替换NA，否则 <NA> 在数据框的列中有其他东西

Question

I have read what seem to be related posts, but am evidently much too much a Noob to understand or make anything work...

> df
  ID Area Address
1 NA    1    lane
2 11   NA    road
3 12    2    blvd
4 13    5    <NA>

> str(df)
'data.frame':   4 obs. of  3 variables:
 $ ID     : int  NA 11 12 13
 $ Area   : int  1 NA 2 5
 $ Address: Factor w/ 3 levels "blvd","lane",..: 2 3 1 NA

I want to be able -- not just for the data frame above, but for larger data frames having many more rows and many more columns -- to replace in whatever columns I choose (which I reference by column names) all occurences of

<NA>

with an element of my choosing from

<NA> , NA, "foo", "", 0

and whatever performs the replacement does not break or give error(s) when there is no

<NA>

to replace. Likewise, I want to perform an analogous replacement for

NA

in whatever columns I choose without breakage or errors.

If there are technical reasons as to why I cannot do what I propose, then what can I do to come as close as possible to the above (while sticking to data frames -- converting to and fro with something else is ok if the answer is very explicit as to how exactly to manage the conversions -- and preserving factors in the sense that, for example, the Address column is a factor so after the replacement it should still be a factor).

I expect there are technical reasons as to why I cannot do what I propose (I am confused to the point of asking the impossible), so I am hoping to come as close as reality permits, and that some kind soul will explain the extent to which I can come close to the above as well as how exactly to get however close is possible.

Please help (do not assume I can possibly understand without a detailed explicit answer).

Thanks

Answer 1

A character string cannot be inserted into a numeric or integer vector without making the entire vector character but we can insert a zero in place of NA and we do that below. Also we insert fill having default "foo" as a new level in place of NA for factors of the sort shown in the question.

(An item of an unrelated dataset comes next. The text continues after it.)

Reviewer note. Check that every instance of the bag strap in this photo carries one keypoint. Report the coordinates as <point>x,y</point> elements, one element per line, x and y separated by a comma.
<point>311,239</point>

1) Looking at df.orig shown reproducibly at the end it has integer and factor columns and the following works for those as well as numeric columns which are double. For numeric (double and integer) we assign 0L so that integer columns are not changed to double. The 0L will automatically be coerced to double for double columns. For factors having NA values, we add the NA as the last level and then change its label to fill . We also check if there are any NA levels and, if so, replace them with fill . One would not ordinarily find both situations. You will need to extend the code below if it is necessary to convert other classes not shown in the question.

df <- df.orig

# numeric (integer and double)
isNum <- sapply(df, is.numeric)
na2zero <- function(v, ...) replace(v, is.na(v), 0L)
df[isNum] <- lapply(df[isNum], na2zero)

# factor
isFactor <- sapply(df, is.factor)
na2fill <- function(v, fill = "foo", ...) { 
      # handle NA values
      if (any(is.na(v))) {
         v <- addNA(v)
         levels(v)[nlevels(v)] <- fill
      }
      # handle NA levels
      if (any(is.na(levels(v)))) levels[is.na(levels(v))] <- fill
      v 
}
df[isFactor] <- lapply(df[isFactor], na2fill)

giving:

> df
  ID Area Address
1  0    1    lane
2 11    0    road
3 12    2    blvd
4 13    5     foo

2) Alternately, we could use S3 to do it more compactly where na2zero and na2fill are from (1).

rmNA <- function(v, ...) UseMethod("rmNA")
rmNA.numeric <- na2zero
rmNA.factor <- na2fill
rmNA.default <- function(v, ...) v # do not process other classes

df <- df.orig
df[] <- lapply(df, rmNA)

Note: df in reproducible form is:

df.orig <- 
structure(list(ID = c(NA, 11L, 12L, 13L), Area = c(1L, NA, 2L, 
5L), Address = structure(c(2L, 3L, 1L, NA), .Label = c("blvd", 
"lane", "road"), class = "factor")), .Names = c("ID", "Area", 
"Address"), class = "data.frame", row.names = c("1", "2", "3", 
"4"))

Answer 2

If your data frame is named df like you show in your question just type:

df[is.na(df)] <- 0

Just be sur of the name of your data frame and if it's not df just replace df with the name how you asign to your data frame.